Monday, 29 November 2010

The litmus seat of Mitcham changes hands: no apologies for poor policy: getting the message to the politicians

It is out with the old - 
Tony Robinson, (Australian Labor Party)
Minister for Gaming, 
Minister for Consumer Affairs
Minister Assisting the Premier on Veterans’ Affairs
Member for Mitcham District since 1997.
and in with the new -
Dee Ryall (Liberal Party of Australia)
in the litmus seat of Mitcham in the eastern suburbs of Melbourne.
Click picture to enlarge.

The Victorian election is almost done and dusted.  Counting still goes on.  Concession and accession speeches are yet to be made by John Brumby and Ted Baillieu, respectively.  

On Saturday night, the ABC broadcast from the tally room and the most unattractive Daniel Andrews was there speaking for Labor.  How this man came to hold one of the most important portfolios in the state, Health, I will never know.  And there he was - I think he got an F in debating and public speaking - blaming Labor's electoral loss on the length of time that it had been in power.  No humility, no admission of mistakes let alone apologies for them: 
But, according to Andrews and Brumby, it was a time factor - not a policy factor - that is to blame for the loss. One thing you can say for politicians these days: they only want you to put them into power.  They don't want to listen to their electorates, and they don't want you, the voters, to chuck them out when they have failed to listen to their electorates.

I was part of a small group of people in the Mitcham electorate who took time to speak to Tony Robinson and to Dee Ryall on environmental matters.  We did appreciate the time they gave us.  We discussed local environmental issues as well as those on a city and statewide scale.  We didn't expect either Tony or Dee to acquiesce to our wish list.  But I believe it was important that we were there to try to put the environment on their individual agendas and note that there were people in their electorate who cared about what happened.  And, I might add, we were no starry eyed hippy-greenies: we were middle-aged to elderly citizens from quite diverse backgrounds - as is appropriate to the eastern suburbs of Melbourne. (Tongue embeds in cheek here!)

When we brought up the matter of forests, it was clear that Tony had more than a superficial knowledge of the subject - but why did it come out sounding like a paid advertisement for what the forest products industry talks about.  

Dee, it seemed to me, was keen to make known her local environmental interest and told us about her work for the proposed Junction Road Parklands.

One thing we were rather sure about.  Mitcham would be represented by someone from the major parties: Liberal or Labor.  We felt that we came away from our meetings with a sense that - whichever person was elected - we had the beginnings of a working relationship with them.

And we have a way of renewing acquaintance which I shan't reveal just yet - but we will wait until the new Member for Mitcham District recovers and everyone comes back from the summer holidays and then we will be making an appointment to see Dee Ryall once again.

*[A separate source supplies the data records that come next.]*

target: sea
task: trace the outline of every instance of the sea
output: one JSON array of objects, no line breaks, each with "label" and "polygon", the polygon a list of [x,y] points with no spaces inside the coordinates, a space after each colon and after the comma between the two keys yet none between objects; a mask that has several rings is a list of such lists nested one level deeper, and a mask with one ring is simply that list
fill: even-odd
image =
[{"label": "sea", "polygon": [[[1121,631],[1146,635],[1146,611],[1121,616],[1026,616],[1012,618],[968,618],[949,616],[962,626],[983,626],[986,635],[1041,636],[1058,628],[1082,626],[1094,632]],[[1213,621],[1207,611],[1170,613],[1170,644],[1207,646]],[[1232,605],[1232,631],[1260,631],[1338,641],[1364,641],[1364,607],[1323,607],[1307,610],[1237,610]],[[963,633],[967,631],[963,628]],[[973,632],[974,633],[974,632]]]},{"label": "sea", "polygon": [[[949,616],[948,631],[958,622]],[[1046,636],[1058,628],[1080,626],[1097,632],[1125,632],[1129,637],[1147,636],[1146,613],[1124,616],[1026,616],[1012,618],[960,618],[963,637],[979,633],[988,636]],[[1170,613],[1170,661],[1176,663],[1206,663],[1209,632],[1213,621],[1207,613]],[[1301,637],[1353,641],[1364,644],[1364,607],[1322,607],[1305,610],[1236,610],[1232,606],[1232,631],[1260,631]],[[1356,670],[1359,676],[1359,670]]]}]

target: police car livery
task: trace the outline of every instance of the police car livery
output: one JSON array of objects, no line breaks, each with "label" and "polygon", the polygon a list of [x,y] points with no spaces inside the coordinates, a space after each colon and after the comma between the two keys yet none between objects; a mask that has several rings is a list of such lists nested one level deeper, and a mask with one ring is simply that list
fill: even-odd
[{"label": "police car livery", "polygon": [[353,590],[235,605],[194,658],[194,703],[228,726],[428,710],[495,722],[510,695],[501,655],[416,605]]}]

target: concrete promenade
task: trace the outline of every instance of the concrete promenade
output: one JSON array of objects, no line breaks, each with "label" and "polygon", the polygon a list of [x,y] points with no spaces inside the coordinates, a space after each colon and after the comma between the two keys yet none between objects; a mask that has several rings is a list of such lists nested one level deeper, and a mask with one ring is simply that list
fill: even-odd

I am not starry eyed about legislators these days - although there was a time..... Some difficult policy areas have few options and hard decisions have to be taken.  I find that the politic processes of Australia - as I suppose it is with other Western-style democracies - are such a turn-off that only a certain sort of person can succeed to have any influence.  Many, many of these have never been involved with their community - not even to running a cake stall at the school fete.  Quite a few have just gone from university or unions or both to politics without having to mix it in a world of differing ambition and views.  Many are parachuted in to their electorates and - as shown in this recent election - many don't live in their safe Labor seats

Don't you think it wonderful, Networkers, when a politician represents a safe western suburbs working class seat but lives across the bay in the nice middle-class/upper middle-class suburbs of nayce people?  I hope someone can find some co-relation between Labor losses and the people who do not believe in truly representative government.  

Add to this the fact that local ALP branch members don't get much of a look in (oh, did I mention the blatant, corrupt and widespread branch-stacking?) and you have risk-factors for getting dunderheads, dishonesty, and self-serving people into electorates who sit there for a very long time.  I found it refreshing the other day to hear The Green, Colleen Hartland - when speaking about the damage that poker machines and gambling were doing to her electorate - she spoke of "my community" - and you just know she was talking about a place in which she had lived for quite a while and a community of which she was an active and integral member.  

And the remedy? A broad and active community with lots of community organisations doing their special interest stuff.  I would like to be able to say strong membership of political parties in local branches.  That would be good too - except for the fact that they can be blind-sided by bias, and shut up and prevented from active policy debate but all tied up with pretty ribbons to be delivered as votes and free labor whenever needed.  We need to be able to have our say, say it in a way that gets the message to our local representative, and be persistent, consistent, and strong in saying it.  Your vote might only be exercised every four years but ensure, ever so politely, that your local representatives understands that- in the end - it is local votes that make the decision.

Picture from here
John Brumby with family at the concession speech 
Monday 29 November 2010
Tony Robinson, former MLA for Mitcham, applauding on the right.